There has, to this day, never been a scene in a Star Wars production of Bail Organa having a debate in the Imperial Senate, with or without any below-the-belt comments.
This guy decided that tie-ins are less canon than scenes he made up from shows and movies that don't exist.
That's what canon debates do to people.
That's what a loose hand on continuity gets you. I
long for the strict, iron fist in the iron glove canon of a video-game franchise's tie-ins.
Although I still think it's unlikely that anything relating to Ceti Alpha V will ever come up again in Trek canon anyway, so it's probably an academic question.

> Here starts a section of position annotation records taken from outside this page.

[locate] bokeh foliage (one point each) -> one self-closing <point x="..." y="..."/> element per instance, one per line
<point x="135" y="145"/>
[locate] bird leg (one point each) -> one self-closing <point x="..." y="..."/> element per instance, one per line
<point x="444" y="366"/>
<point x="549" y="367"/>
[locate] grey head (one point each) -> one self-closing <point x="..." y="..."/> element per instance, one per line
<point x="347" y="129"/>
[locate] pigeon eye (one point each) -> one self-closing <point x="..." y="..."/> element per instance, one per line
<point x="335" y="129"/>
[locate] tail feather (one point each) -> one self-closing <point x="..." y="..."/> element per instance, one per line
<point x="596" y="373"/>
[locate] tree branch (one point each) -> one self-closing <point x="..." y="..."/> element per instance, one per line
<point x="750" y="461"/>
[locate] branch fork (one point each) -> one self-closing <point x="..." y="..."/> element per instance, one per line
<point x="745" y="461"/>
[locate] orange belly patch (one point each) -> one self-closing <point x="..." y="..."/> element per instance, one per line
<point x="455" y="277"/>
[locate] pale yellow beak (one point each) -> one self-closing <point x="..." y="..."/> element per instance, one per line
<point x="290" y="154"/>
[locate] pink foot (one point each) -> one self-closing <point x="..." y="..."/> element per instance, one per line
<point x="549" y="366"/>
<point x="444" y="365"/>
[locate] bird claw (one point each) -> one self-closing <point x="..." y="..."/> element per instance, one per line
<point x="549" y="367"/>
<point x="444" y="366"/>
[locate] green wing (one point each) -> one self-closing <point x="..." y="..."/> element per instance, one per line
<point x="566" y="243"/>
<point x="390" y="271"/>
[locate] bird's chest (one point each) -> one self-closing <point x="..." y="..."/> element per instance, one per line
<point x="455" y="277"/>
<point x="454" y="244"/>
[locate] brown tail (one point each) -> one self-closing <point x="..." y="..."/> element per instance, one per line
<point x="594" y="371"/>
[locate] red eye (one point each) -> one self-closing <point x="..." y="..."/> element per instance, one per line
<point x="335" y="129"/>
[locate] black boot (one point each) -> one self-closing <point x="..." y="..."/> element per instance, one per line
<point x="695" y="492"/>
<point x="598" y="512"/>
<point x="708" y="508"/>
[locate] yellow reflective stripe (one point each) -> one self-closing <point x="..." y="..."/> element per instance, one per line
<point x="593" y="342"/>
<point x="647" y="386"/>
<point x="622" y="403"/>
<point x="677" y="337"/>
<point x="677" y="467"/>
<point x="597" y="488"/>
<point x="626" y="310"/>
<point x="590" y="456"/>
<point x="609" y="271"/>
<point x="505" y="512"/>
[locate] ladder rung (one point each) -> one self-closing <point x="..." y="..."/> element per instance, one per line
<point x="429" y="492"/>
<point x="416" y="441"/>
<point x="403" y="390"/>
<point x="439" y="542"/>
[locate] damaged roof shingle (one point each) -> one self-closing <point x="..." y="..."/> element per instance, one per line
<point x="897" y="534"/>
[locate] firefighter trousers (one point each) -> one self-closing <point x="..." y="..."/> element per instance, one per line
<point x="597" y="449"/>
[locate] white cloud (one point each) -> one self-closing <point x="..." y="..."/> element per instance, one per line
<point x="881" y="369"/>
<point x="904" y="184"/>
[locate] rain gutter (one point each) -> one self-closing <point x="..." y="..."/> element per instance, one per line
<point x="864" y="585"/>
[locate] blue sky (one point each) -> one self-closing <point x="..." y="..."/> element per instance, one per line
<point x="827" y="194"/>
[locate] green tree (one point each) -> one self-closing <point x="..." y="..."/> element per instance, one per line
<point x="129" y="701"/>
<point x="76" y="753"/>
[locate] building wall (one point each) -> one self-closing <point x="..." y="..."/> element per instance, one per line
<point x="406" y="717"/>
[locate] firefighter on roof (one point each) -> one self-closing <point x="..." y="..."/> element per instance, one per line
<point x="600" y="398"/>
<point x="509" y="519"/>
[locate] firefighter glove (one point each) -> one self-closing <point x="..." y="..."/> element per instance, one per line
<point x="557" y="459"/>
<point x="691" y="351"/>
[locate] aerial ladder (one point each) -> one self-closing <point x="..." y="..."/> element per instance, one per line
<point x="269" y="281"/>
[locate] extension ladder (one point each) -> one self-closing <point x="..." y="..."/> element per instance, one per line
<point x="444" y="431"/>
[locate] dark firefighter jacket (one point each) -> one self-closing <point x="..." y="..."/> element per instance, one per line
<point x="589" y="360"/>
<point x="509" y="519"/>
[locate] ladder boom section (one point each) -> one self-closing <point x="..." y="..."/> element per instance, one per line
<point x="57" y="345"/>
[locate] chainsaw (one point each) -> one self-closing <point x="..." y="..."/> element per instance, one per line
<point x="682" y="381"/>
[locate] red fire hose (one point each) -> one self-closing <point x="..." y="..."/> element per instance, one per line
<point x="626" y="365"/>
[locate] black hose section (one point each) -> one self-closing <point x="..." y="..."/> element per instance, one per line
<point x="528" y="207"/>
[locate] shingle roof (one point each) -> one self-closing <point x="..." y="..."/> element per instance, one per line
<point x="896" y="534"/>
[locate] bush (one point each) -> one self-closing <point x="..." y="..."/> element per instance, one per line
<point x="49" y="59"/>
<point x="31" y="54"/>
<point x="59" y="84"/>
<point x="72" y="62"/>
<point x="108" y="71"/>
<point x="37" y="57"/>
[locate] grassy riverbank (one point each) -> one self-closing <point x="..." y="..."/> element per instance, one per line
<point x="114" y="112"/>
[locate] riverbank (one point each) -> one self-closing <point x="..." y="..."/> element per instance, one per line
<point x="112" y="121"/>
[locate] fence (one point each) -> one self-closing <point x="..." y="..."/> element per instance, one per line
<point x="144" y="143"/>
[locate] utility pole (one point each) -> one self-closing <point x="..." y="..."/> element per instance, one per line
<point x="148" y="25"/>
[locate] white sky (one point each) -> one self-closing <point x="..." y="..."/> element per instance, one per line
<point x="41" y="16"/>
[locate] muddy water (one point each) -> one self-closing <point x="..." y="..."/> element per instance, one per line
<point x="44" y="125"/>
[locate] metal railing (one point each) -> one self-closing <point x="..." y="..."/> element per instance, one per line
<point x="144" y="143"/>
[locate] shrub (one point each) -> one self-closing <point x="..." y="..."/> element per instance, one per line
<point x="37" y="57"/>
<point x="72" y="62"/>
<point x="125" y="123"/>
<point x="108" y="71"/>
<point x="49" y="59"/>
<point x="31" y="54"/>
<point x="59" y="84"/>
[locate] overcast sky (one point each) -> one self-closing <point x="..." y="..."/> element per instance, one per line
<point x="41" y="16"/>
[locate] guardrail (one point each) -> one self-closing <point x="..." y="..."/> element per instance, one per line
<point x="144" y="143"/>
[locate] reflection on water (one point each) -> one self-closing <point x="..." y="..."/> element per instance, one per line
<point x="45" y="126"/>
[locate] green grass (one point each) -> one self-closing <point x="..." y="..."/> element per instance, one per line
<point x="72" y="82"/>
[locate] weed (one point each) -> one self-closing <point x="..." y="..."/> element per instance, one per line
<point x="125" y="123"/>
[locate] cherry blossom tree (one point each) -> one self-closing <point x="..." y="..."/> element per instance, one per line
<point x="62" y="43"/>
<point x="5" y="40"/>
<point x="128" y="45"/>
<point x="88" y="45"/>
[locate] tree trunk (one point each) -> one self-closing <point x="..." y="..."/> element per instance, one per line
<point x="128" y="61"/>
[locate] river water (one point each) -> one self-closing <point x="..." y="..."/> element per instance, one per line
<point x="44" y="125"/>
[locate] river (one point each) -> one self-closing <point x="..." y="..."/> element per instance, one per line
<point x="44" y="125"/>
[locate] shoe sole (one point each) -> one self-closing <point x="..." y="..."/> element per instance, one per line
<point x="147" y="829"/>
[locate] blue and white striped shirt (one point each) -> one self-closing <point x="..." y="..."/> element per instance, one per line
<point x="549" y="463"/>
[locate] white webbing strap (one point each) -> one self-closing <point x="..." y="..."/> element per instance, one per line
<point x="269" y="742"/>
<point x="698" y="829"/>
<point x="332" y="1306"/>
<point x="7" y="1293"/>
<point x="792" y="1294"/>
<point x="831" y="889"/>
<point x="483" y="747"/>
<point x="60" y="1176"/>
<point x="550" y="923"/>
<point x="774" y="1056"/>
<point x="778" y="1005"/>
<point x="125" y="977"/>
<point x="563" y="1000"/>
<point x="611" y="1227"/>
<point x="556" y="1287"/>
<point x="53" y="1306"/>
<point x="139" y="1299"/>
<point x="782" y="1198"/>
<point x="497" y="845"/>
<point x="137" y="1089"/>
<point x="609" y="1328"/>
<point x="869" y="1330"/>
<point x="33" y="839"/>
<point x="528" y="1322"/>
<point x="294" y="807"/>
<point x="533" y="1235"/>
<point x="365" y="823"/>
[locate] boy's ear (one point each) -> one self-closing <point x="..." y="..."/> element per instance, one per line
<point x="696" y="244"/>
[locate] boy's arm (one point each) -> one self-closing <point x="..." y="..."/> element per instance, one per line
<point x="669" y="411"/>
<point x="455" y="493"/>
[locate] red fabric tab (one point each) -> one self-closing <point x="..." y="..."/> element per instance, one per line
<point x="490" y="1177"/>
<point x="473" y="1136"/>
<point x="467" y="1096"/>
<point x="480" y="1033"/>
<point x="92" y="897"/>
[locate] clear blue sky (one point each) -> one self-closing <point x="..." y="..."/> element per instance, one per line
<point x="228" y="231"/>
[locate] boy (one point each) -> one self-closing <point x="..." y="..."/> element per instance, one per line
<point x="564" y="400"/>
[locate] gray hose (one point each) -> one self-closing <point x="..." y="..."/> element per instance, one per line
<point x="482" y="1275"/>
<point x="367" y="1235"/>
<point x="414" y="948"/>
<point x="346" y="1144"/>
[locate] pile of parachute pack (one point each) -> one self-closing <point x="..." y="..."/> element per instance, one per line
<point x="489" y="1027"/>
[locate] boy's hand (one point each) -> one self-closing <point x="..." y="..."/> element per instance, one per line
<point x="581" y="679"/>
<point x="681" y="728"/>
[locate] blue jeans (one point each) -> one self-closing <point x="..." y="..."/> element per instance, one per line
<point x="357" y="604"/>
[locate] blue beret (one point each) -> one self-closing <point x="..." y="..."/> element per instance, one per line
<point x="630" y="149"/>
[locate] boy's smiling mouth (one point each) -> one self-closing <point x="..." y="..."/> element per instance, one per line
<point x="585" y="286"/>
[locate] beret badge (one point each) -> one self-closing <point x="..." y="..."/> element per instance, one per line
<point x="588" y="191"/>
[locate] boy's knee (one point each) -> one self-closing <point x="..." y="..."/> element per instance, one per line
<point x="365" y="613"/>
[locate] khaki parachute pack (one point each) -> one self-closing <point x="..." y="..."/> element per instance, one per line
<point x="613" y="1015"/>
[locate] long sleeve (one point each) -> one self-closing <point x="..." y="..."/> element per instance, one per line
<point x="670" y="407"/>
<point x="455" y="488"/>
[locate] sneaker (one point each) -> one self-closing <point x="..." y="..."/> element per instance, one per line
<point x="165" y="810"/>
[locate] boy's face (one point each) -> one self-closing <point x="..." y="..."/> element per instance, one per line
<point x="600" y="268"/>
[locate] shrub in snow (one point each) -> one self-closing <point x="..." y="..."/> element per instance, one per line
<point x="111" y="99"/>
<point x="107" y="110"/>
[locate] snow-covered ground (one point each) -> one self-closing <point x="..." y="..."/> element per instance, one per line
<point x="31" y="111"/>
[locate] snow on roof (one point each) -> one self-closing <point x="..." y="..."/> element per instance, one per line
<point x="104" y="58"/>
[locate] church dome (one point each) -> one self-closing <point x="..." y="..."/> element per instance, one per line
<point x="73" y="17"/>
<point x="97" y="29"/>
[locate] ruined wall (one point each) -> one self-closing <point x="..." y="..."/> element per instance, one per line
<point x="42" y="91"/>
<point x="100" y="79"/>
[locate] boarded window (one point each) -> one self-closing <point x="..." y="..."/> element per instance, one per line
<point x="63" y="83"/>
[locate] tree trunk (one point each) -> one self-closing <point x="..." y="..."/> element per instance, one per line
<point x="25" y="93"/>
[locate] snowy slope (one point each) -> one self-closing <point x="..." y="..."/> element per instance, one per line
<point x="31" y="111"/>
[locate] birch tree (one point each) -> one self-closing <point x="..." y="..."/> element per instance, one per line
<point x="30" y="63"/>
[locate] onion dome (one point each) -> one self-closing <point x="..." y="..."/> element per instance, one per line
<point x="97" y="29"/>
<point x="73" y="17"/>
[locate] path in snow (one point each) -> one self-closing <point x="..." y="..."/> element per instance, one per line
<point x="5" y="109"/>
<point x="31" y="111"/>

I think it's more pertinent to tie-ins. As you said before, the canon is always free to disagree with itself, if someone doing a show wants to do something that contradicts the Khan audio play, they'll do it regardless of whether or not its canon. What it'll affect is if someone doing a novel, comic, or RPG supplement wants to drop in a reference to the version of events in
To Reign in Hell or
Ruling in Hell that's not consistent with
Khan (at least, without an attempt to reconcile it with
Khan). That's where it being canon comes in, if it's no longer the tie-in authors' prerogative to look at it and go, "No, I'd rather not reference this."